Dealing with Estrangement and Heartbreak

She left and never came back.

Without a word.

 

I looked up to her like a mother. Loosing her while she was alive was something I never thought I would experience. You never think of such things when you are a kid.

I remember her sweet, gentle voice telling me stories late at night.

 

She was the one who did my hair before school concerts. She was the one who cut my hair and we were both frustrated when I didn’t like it.

 

She was the one who told me I had perfect eyebrows when I was self conscious about my entire body.

 

Her long black hair was always perfect. And her face was angelically smooth. I wanted tan skin and dark hair like hers most of my childhood.

 

When the world felt awful, she found a way to do something hilarious to help us laugh to tears. She was the most beautiful person inside and out. I never heard her complain once. She worked harder than anyone in my family.

 

I would stay up for her to get home from work and we’d split a sandwich or the cookies she brought home as she told me about her day.

 

I imagined I would go to her house as an adult and she would babysit my kids. I imagined we would finally be happy when we all left my parents house.

Grief over somone who not died is a common symptom I help many of my clients walk through: family estrangement, heartbreak, leaving toxic relationships, leaving close coworkers, unexpected loss of friendship and more.

 

All of these can be achingly painful. Yet far too often you are told to “Get over it,” and to “be better off without them.”

 

But if you are anything like me, you love hard.  You show up fully with the people you show up with.
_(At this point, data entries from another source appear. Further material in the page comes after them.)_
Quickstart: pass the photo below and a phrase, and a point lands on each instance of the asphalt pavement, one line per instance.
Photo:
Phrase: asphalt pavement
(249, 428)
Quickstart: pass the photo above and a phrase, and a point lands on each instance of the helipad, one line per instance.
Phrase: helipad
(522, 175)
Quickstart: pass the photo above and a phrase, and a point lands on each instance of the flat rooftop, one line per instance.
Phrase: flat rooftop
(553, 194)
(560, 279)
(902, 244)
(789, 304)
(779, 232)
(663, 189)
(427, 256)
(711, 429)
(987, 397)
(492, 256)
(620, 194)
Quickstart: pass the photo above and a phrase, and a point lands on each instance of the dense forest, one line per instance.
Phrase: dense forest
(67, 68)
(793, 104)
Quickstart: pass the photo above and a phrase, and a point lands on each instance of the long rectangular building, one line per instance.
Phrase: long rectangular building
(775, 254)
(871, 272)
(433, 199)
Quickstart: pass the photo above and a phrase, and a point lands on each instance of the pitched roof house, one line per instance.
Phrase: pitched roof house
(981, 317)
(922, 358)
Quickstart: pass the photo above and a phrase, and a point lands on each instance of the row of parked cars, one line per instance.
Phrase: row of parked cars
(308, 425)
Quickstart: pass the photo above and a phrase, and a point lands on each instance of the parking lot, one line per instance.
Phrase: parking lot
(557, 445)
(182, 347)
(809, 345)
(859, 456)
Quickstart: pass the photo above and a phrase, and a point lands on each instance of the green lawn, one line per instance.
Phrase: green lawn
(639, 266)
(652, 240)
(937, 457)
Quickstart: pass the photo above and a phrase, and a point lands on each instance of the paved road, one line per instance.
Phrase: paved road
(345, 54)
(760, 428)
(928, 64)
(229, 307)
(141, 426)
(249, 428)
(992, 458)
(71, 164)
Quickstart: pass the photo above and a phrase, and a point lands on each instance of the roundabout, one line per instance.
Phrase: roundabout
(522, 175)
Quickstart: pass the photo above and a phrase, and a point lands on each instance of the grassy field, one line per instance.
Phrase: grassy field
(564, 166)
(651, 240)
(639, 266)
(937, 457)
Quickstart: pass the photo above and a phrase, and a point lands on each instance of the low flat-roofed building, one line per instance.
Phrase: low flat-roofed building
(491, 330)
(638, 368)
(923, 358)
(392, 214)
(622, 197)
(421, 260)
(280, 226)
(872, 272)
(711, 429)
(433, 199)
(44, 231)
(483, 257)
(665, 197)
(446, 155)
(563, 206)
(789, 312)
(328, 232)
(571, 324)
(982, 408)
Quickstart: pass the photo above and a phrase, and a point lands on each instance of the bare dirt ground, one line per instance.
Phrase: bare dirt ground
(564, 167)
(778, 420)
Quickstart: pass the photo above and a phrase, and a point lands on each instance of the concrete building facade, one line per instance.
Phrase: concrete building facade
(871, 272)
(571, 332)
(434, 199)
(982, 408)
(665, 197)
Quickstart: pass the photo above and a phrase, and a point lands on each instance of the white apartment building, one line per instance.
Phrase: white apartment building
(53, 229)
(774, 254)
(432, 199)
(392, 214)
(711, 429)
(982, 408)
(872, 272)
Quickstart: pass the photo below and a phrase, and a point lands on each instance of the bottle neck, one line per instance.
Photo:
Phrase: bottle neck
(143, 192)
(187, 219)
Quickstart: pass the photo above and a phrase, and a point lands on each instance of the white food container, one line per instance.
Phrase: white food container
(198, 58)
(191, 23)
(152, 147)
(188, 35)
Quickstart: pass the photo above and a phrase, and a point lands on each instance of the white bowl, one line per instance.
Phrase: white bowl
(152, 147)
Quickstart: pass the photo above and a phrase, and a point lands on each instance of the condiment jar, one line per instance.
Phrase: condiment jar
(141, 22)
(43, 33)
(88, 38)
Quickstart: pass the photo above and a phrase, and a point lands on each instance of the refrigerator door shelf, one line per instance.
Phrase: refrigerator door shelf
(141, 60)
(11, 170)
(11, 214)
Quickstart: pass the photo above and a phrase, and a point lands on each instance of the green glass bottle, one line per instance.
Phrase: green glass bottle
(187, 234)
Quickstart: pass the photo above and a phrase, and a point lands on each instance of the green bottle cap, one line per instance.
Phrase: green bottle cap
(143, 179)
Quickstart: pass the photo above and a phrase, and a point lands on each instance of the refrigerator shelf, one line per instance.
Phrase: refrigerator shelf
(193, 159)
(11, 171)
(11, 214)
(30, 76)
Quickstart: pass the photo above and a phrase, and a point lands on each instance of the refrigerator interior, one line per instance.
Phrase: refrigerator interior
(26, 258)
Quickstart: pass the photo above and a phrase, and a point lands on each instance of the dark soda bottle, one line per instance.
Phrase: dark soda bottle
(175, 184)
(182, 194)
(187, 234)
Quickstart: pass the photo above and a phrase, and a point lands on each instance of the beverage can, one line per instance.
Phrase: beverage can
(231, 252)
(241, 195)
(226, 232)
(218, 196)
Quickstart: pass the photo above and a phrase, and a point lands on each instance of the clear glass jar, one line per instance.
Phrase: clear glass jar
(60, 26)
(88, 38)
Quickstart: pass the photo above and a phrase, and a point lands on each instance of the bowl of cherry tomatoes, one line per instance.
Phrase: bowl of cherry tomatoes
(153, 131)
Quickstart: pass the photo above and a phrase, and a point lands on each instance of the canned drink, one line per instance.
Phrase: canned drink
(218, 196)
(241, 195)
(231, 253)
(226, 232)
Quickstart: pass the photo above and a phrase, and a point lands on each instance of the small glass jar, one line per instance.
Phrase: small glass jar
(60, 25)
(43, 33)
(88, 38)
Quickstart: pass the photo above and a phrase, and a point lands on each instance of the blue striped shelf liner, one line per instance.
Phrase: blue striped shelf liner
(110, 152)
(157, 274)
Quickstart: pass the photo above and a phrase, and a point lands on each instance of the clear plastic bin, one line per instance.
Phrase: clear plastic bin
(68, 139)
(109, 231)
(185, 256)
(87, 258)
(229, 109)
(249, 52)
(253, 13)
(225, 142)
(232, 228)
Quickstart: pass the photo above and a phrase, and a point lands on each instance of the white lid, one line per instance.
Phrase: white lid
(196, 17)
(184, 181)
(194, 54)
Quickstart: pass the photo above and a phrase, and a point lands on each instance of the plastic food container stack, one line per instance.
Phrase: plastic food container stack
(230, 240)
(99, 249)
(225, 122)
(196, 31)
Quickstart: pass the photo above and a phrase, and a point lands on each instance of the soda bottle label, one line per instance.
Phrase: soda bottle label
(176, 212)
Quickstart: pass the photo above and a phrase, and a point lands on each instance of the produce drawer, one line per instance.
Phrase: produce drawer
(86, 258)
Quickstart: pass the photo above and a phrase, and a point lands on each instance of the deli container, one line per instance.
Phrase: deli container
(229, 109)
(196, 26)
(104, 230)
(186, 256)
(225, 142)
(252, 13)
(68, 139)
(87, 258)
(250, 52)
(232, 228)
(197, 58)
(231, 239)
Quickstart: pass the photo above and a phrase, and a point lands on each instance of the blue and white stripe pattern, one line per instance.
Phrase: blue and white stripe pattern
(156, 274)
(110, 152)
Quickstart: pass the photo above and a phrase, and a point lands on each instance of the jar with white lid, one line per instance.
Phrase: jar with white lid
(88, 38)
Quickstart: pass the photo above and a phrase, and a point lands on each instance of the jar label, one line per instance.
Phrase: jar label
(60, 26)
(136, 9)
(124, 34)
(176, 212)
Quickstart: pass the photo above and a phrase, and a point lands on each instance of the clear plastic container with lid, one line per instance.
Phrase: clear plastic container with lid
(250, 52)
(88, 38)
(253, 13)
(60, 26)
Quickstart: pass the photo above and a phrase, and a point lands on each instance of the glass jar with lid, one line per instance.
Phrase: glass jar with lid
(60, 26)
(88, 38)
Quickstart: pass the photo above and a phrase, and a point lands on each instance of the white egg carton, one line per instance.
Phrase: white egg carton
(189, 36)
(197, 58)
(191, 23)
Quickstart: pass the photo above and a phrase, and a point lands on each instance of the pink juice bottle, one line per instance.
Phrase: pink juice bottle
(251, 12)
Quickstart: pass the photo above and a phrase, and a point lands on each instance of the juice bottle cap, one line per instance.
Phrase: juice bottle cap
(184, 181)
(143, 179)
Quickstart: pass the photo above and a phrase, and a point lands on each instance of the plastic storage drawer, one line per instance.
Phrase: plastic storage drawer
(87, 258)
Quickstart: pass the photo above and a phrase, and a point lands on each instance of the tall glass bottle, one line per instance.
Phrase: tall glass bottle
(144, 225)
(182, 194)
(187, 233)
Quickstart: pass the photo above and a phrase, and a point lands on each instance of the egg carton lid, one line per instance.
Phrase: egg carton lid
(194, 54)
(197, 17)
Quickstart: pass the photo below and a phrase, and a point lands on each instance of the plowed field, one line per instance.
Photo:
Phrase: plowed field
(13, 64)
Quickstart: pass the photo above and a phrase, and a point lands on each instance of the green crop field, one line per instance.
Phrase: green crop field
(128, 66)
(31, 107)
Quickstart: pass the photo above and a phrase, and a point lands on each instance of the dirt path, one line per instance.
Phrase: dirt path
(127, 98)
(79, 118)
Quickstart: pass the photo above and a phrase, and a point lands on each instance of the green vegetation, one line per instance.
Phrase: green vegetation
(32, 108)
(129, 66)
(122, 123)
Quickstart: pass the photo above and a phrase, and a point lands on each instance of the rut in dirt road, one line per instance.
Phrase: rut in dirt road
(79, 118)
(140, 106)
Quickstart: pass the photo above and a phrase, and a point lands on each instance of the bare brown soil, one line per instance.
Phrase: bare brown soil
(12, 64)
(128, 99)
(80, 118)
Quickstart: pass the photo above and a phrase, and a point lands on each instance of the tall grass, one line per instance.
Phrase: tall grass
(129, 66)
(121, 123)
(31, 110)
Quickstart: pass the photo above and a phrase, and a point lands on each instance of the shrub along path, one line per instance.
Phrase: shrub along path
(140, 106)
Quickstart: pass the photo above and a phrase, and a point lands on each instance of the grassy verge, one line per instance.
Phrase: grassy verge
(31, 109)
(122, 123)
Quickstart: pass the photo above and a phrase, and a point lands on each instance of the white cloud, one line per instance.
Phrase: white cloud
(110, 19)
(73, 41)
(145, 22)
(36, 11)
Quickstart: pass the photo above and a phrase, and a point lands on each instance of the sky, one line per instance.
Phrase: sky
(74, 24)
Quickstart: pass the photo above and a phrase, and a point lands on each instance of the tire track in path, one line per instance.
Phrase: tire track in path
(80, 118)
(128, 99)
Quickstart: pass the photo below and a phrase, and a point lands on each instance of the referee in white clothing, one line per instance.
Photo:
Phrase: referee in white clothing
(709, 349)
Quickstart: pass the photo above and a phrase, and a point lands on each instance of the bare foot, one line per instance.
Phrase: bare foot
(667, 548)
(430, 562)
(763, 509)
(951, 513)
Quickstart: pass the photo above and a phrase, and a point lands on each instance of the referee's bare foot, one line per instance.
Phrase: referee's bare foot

It’s not that simple.

 

You have to grieve.

 

Grief is our bodies natural response to loosing something or someone. Grief can last for a day or it can last for months or years. Let it come.

 

Feel the sadness.

Release the it by sitting in it.

Cry. Feel. Weep.

 

The sooner you do, the sooner it passes.

 

The longer you hold on to the loss without feeling the weight of it’s loss, the longer you hold yourself back.